Mr. Weeks didn’t turn around to check out the situation, which would have made it clear to Mr. Weeks that I was bluffing him.  All he would have seen was a bunch of dazed sixth grade boys staring at the scene that was unfolding.  So, because Mr. Weeks thought I was on the up and up, he got this real serious look on his face and started pushing himself down the line.  As he got closer and closer to the plate, I played as if the ball was almost in my glove.  It was a little surreal in that it seemed like everything had switched into slow motion.  I saw his eyes as they glared in determination.  The fatty part of his cheeks was bouncing up and down on his face.  I could even hear his belabored breathing as he stumbled toward me.

At that moment, I really had no control over what my body was about to do.  Even though Mr. Weeks was playing in black slack pants, a white shirt with his tie loosed about his neck, I couldn’t resist.  When he struggled toward the plate, slightly off balance, I ever so carefully stuck my foot out.  I didn’t really expect him to fall face first into the powdery dirt, and I really didn’t expect him to jump up and start chasing me all over the field.  However, as I think about it now, it must have been quite a sight.  There he was, a grown man covered in dirt, chasing a little kid around the ball diamond yelling and shaking his fist, with another grown up, Mr. Busser, chasing behind him, pleading for him to stop.
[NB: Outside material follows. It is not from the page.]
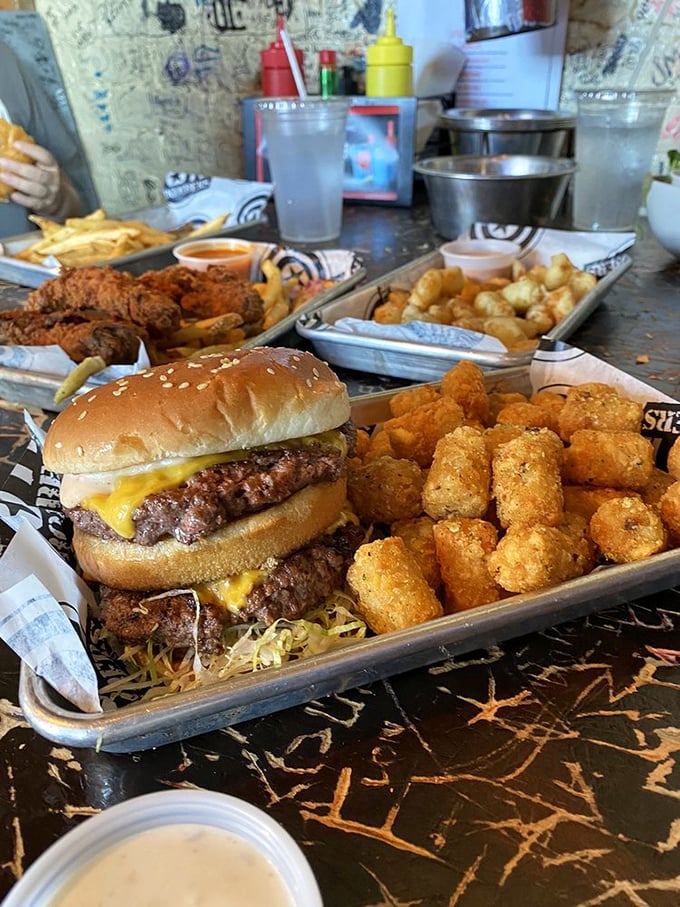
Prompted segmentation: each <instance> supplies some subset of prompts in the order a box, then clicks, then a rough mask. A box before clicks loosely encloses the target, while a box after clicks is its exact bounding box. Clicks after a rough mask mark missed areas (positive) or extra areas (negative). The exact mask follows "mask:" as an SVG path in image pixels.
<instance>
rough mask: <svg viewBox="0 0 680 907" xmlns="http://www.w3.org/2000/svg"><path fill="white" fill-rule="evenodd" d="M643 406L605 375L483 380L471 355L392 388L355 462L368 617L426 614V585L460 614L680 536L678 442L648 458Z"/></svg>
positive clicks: (403, 621)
Being a hero can be really confusing sometimes.  All the kids thought I should have been chosen player of the century…even the fifth graders.  But instead, Mr. Harvey said that even though I was moving that weekend, he was going to inform the principal at Highland that I was enrolling at his school with a suspension hung around my neck.  And the worst of it was that I got my butt whipped so hard that evening, thanks to my dad’s lack of a sense of humor, that I couldn’t help much with the loading and unloading of boxes that weekend.  So, actually, I guess it wasn’t a bad trade off.